Il cautionne cependant contre l’excès de zèle : « Ça ne doit pas devenir une marque de commerce. Et la dissidence à répétition peut être symptomatique d’une incompréhension de la loi, ou d’une incapacité à rallier les autres à son opinion. »

Il ne croit cependant pas que ce soit ce qu’on observe à Ottawa.

Pierre Dalphond cite l’exemple de l’ex-juge puîné de la Cour suprême Michel Bastarache, qui a pris sa retraite en 2008.

« Il a commencé par être plus dissident que les autres, puis, au fil des ans, il a favorisé les opinions concurrentes », lesquelles restent un point de vue qui, sans être en désaccord avec la majorité, jugent toutefois le raisonnement incomplet, voire fautif.

Avec le temps, le juge Bastarache a donc tempéré ses dissidences...

Une longue histoire

Le taux de dissidence, s’il est en progression par rapport aux dernières décennies, reste assez volatile, rappellent les auteurs de l’étude « Explaining Dissent on the Supreme Court of Canada », publiée en 2011, où les chercheurs Donald R. Songer, John Szmer et Susan W. Johnson retrace les tenants et les aboutissants du phénomène.

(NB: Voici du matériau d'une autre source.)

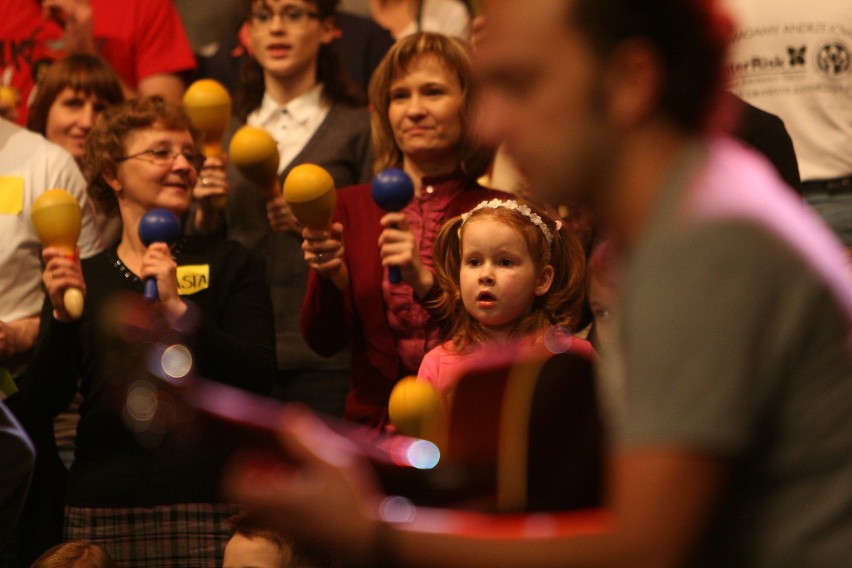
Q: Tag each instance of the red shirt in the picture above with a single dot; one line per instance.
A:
(138, 38)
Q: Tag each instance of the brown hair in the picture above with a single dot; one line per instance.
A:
(105, 145)
(75, 554)
(80, 72)
(560, 305)
(474, 158)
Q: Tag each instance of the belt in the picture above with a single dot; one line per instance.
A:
(830, 186)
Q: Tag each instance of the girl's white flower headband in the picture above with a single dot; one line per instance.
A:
(524, 210)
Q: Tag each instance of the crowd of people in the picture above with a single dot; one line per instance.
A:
(658, 223)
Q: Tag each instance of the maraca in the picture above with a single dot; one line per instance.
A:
(57, 219)
(415, 408)
(157, 226)
(255, 154)
(309, 192)
(392, 189)
(208, 105)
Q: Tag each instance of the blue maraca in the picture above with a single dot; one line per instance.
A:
(157, 226)
(392, 189)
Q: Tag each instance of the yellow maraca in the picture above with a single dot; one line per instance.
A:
(309, 192)
(57, 219)
(208, 105)
(255, 154)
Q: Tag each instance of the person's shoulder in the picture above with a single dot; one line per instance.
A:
(351, 112)
(26, 146)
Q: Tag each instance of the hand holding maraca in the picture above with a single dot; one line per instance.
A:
(62, 272)
(208, 105)
(399, 251)
(158, 228)
(392, 189)
(159, 267)
(280, 216)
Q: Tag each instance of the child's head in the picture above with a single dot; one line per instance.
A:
(256, 545)
(507, 268)
(75, 554)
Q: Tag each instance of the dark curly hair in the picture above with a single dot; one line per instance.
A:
(690, 36)
(337, 87)
(474, 158)
(81, 72)
(561, 305)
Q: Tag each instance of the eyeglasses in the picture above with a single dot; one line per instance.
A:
(165, 158)
(290, 15)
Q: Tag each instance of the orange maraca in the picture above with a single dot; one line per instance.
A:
(254, 153)
(208, 105)
(309, 192)
(57, 219)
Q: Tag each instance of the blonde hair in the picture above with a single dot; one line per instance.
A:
(474, 158)
(75, 554)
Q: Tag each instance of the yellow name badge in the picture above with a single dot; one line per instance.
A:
(193, 278)
(11, 195)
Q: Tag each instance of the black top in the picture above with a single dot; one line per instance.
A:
(232, 341)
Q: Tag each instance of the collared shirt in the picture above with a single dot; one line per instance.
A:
(293, 124)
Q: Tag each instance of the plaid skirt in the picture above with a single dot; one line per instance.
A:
(191, 535)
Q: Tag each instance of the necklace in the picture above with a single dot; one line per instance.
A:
(128, 274)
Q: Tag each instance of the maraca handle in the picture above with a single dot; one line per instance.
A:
(150, 294)
(394, 272)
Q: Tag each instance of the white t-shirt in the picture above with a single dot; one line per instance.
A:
(29, 166)
(448, 17)
(794, 59)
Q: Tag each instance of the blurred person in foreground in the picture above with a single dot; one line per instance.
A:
(735, 446)
(142, 155)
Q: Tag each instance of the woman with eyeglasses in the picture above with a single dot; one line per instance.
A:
(133, 488)
(295, 87)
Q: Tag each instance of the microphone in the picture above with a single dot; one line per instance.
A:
(392, 189)
(157, 226)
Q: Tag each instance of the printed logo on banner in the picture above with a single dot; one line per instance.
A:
(833, 59)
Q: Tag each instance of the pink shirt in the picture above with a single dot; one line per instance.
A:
(408, 319)
(443, 367)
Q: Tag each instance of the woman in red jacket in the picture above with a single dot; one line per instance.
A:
(420, 99)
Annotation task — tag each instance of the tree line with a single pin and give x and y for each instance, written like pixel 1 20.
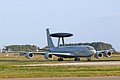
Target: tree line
pixel 29 48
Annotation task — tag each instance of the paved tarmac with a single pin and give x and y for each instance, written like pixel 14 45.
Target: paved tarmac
pixel 105 63
pixel 70 78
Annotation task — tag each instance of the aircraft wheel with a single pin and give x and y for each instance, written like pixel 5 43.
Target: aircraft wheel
pixel 77 59
pixel 60 59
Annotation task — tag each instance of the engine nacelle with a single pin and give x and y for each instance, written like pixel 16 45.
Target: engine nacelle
pixel 98 55
pixel 29 55
pixel 107 53
pixel 48 56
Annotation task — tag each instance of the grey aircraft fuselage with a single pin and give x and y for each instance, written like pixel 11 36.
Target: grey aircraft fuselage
pixel 73 51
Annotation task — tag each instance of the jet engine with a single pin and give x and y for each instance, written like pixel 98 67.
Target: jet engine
pixel 48 56
pixel 29 55
pixel 98 55
pixel 107 53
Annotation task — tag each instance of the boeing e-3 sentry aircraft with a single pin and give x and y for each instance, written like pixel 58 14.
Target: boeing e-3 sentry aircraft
pixel 75 52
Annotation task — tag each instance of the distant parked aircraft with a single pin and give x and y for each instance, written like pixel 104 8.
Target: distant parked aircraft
pixel 75 52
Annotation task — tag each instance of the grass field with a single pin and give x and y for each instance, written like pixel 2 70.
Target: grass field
pixel 8 70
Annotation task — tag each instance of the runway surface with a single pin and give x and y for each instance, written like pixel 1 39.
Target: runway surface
pixel 105 63
pixel 70 78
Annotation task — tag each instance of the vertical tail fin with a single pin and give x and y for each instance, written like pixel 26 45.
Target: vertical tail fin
pixel 49 40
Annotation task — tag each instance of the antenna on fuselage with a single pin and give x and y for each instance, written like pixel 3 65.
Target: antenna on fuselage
pixel 61 35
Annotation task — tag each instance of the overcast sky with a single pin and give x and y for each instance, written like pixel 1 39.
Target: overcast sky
pixel 25 21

Ainsi, le taux de dissidence a oscillé entre 10 % et 40 % de 1976 à 2005, avec des moyennes passant lentement d’environ 20 % dans les années 1970-1980 à 25 % dans les années 1990-2000.

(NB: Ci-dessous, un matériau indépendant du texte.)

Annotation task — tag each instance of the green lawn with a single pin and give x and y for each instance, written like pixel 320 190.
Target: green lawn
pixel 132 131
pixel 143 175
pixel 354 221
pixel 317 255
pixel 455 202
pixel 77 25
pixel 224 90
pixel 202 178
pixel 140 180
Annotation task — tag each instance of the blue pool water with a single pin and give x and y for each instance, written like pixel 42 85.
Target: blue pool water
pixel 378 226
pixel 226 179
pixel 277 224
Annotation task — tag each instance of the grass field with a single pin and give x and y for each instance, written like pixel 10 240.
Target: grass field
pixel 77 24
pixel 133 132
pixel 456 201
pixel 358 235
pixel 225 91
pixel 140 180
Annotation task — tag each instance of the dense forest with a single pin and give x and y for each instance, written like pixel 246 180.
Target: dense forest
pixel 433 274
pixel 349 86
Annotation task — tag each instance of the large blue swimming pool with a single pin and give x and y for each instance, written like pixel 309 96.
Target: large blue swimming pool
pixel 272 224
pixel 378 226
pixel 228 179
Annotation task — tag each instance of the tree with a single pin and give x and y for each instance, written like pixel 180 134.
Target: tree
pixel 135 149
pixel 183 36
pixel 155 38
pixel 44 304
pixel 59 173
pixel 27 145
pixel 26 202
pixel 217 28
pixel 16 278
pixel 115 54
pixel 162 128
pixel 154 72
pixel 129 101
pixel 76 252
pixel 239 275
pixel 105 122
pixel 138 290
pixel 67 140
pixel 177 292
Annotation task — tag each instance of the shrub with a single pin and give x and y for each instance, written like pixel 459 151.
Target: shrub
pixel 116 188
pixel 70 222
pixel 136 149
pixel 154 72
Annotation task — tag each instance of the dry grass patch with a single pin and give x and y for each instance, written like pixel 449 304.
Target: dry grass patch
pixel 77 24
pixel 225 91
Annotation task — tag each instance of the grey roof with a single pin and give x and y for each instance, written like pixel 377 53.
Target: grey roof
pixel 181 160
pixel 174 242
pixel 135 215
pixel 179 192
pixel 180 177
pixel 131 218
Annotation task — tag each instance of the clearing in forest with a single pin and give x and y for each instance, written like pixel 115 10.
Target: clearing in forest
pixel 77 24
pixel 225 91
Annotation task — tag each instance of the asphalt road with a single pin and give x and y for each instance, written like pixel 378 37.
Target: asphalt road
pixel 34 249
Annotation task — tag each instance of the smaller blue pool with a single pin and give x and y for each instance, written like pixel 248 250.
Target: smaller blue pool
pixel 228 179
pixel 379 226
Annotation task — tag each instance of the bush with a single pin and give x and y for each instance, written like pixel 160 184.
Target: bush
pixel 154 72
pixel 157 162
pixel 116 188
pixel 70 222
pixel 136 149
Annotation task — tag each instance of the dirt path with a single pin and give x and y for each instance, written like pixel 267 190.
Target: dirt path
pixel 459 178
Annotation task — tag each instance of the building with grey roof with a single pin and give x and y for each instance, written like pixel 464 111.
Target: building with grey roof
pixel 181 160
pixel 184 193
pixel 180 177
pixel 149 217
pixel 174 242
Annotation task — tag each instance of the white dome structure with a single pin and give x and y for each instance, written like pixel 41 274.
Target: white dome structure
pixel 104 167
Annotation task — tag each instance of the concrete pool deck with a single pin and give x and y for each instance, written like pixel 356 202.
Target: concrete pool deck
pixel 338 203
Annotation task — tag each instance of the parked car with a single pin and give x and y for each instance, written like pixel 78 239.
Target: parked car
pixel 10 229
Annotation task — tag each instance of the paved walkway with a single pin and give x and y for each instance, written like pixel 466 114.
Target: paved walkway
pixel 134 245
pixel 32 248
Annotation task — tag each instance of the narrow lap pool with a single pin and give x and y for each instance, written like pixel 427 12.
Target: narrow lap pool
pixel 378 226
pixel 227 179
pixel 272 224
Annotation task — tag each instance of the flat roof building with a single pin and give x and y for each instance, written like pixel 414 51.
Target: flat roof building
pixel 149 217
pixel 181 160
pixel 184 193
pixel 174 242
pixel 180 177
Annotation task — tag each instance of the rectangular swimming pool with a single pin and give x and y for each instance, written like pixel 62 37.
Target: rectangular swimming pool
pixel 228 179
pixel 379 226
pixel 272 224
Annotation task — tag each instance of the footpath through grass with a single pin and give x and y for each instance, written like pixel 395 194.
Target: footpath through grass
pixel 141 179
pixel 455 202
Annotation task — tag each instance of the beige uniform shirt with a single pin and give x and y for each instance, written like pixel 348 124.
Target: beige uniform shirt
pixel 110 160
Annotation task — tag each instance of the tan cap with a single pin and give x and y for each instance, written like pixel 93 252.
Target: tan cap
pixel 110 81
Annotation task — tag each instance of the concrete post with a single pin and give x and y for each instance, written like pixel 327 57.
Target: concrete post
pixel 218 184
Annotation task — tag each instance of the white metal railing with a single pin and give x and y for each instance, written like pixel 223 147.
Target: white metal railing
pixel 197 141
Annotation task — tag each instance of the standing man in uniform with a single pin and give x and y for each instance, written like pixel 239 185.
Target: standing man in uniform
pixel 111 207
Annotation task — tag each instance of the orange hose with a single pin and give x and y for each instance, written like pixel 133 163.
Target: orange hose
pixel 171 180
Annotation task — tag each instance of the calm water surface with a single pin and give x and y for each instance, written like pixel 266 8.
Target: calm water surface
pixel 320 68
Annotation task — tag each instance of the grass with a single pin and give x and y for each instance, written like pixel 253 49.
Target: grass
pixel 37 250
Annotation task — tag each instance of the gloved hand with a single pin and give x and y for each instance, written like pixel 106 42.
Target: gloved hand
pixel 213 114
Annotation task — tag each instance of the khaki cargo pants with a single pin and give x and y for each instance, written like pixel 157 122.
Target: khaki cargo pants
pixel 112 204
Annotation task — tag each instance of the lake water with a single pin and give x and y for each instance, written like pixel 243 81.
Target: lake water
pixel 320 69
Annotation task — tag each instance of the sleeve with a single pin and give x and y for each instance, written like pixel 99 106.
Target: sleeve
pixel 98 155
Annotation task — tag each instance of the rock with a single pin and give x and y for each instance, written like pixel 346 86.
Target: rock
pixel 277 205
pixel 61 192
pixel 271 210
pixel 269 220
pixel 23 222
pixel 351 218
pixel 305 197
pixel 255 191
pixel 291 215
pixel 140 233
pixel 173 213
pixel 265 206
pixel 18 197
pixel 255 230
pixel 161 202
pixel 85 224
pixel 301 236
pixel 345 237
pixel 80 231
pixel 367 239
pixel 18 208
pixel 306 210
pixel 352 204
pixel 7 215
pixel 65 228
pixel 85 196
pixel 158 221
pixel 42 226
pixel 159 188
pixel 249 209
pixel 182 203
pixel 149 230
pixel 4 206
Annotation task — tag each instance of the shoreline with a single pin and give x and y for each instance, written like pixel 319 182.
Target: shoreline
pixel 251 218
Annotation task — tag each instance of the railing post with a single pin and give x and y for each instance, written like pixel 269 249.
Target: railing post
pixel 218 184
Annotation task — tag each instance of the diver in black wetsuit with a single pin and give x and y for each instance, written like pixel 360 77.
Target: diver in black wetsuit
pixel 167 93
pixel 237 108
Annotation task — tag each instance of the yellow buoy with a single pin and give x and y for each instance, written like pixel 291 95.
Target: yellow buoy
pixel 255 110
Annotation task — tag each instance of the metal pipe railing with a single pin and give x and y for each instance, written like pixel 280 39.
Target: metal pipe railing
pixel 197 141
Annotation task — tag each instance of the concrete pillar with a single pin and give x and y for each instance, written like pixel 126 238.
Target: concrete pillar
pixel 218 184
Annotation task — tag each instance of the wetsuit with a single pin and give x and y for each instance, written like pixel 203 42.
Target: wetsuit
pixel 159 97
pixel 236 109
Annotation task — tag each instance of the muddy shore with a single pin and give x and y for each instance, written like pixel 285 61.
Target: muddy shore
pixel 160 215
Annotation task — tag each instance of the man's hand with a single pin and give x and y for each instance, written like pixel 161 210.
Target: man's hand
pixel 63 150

La fin du 20e et le début de 21e siècle furent particulièrement fertiles en débats, avec pour toile de fond la Charte canadienne, feu le juge en chef Bora Laskin, qualifié de « grand dissident » jusqu’à la fin de son mandat en 1984, et Claire L’Heureux-Dubé, dont le taux de dissidence a atteint 61 % lors de son passage sur le banc, de 1987 à 2002.

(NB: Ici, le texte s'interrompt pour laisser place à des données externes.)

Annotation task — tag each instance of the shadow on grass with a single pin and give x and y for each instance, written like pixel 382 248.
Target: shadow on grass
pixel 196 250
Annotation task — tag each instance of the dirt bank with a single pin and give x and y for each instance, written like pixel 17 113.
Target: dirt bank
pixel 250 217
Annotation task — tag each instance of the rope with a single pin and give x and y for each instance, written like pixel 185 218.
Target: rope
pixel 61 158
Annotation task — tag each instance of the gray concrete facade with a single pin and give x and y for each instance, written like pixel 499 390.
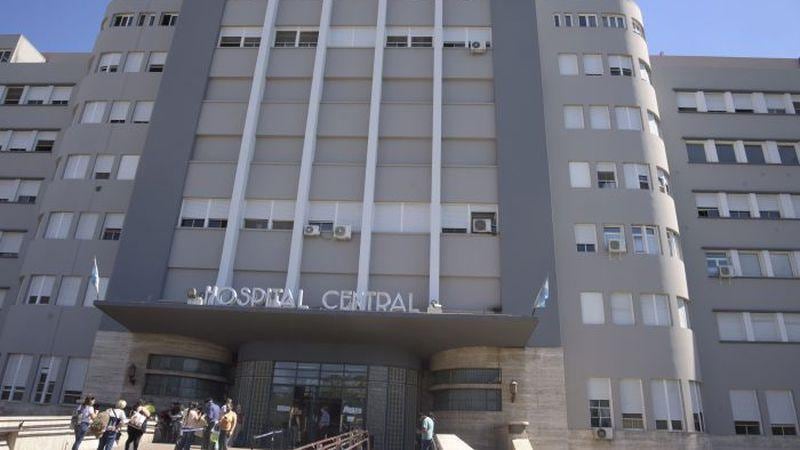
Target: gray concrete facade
pixel 426 152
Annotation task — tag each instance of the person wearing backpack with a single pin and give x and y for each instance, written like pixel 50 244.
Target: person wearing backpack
pixel 137 425
pixel 227 423
pixel 116 418
pixel 81 419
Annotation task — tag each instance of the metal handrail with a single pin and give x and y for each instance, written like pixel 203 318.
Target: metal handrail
pixel 347 441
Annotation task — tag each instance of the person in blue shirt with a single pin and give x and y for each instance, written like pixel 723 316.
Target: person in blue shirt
pixel 211 412
pixel 426 431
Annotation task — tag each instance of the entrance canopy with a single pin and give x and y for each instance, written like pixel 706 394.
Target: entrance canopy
pixel 418 333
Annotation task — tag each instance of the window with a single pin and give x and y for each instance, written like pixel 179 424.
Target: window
pixel 687 102
pixel 579 175
pixel 112 227
pixel 93 296
pixel 667 404
pixel 750 264
pixel 606 175
pixel 74 380
pixel 119 112
pixel 10 243
pixel 44 383
pixel 40 289
pixel 587 20
pixel 15 378
pixel 674 244
pixel 739 206
pixel 573 117
pixel 715 102
pixel 122 20
pixel 76 167
pixel 592 309
pixel 127 167
pixel 622 309
pixel 156 62
pixel 637 27
pixel 599 118
pixel 61 95
pixel 629 118
pixel 714 260
pixel 696 152
pixel 683 313
pixel 599 392
pixel 568 64
pixel 68 291
pixel 697 407
pixel 619 65
pixel 93 112
pixel 613 232
pixel 646 240
pixel 147 19
pixel 707 205
pixel 637 176
pixel 614 21
pixel 653 124
pixel 142 112
pixel 632 404
pixel 781 264
pixel 746 416
pixel 776 103
pixel 731 327
pixel 102 167
pixel 788 155
pixel 593 65
pixel 169 19
pixel 133 62
pixel 655 310
pixel 45 140
pixel 467 400
pixel 200 213
pixel 754 153
pixel 586 238
pixel 13 95
pixel 782 415
pixel 109 62
pixel 768 207
pixel 743 103
pixel 58 226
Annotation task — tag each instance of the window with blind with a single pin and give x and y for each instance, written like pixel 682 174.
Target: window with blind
pixel 746 415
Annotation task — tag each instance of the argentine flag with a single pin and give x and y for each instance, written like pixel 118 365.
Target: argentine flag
pixel 543 295
pixel 94 278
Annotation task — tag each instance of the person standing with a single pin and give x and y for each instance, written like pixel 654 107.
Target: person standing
pixel 84 415
pixel 116 418
pixel 227 423
pixel 427 432
pixel 211 413
pixel 137 425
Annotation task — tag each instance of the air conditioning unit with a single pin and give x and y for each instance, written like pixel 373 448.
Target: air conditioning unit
pixel 342 232
pixel 482 226
pixel 725 271
pixel 616 246
pixel 605 434
pixel 311 230
pixel 477 47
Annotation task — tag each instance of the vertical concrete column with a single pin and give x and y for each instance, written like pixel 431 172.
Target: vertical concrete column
pixel 309 150
pixel 367 218
pixel 237 205
pixel 436 154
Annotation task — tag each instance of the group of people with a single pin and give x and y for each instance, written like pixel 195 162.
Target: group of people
pixel 213 424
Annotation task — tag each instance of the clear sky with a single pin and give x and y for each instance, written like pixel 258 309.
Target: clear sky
pixel 769 28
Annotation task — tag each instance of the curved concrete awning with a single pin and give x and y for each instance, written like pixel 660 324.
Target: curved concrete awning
pixel 418 333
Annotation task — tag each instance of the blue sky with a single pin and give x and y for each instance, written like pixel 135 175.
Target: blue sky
pixel 767 28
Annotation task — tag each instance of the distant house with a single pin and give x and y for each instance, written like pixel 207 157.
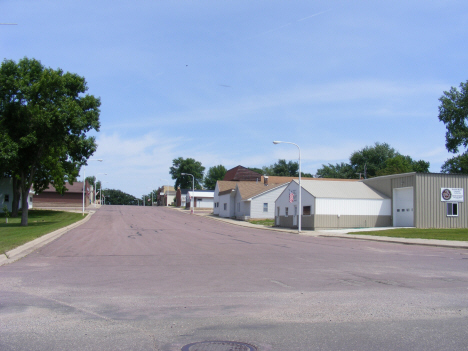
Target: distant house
pixel 241 173
pixel 181 197
pixel 202 199
pixel 166 195
pixel 329 203
pixel 6 195
pixel 247 194
pixel 249 200
pixel 73 197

Parce que l’idéologie politique est l’un des facteurs influençant les décisions judiciaires, la collégialité et le compromis entre les juges aux opinions divergentes servent de garde-fous dans les discussions juridiques. Deux notions d’autant plus importantes que les divergences idéologiques seront plus prononcées sur les questions fondamentales, où les valeurs personnelles ressurgissent. Ou sur les questions où le droit est ambigu, et sujet à interprétation.

Le juge Wagner concédait l'an dernier que certaines décisions sont particulièrement difficiles à prendre d’un point de vue personnel : « La charge la plus lourde, le moment où un juge prend toute la mesure du rôle crucial qu'il joue, c'est lorsqu'une cause nécessite que l'on aille puiser au plus profond soi.»

L'arrêt Carter, qui a légalisé l'aide médicale à mourir dans une décision unanime, est de celles-là. C'était une cause importante pour moi, pour des raisons personnelles », expliquait-il au lendemain de sa nomination comme juge en chef du pays.

Alors : tensions à la Cour ou dissidences bénéfiques? Le mystère demeure entier!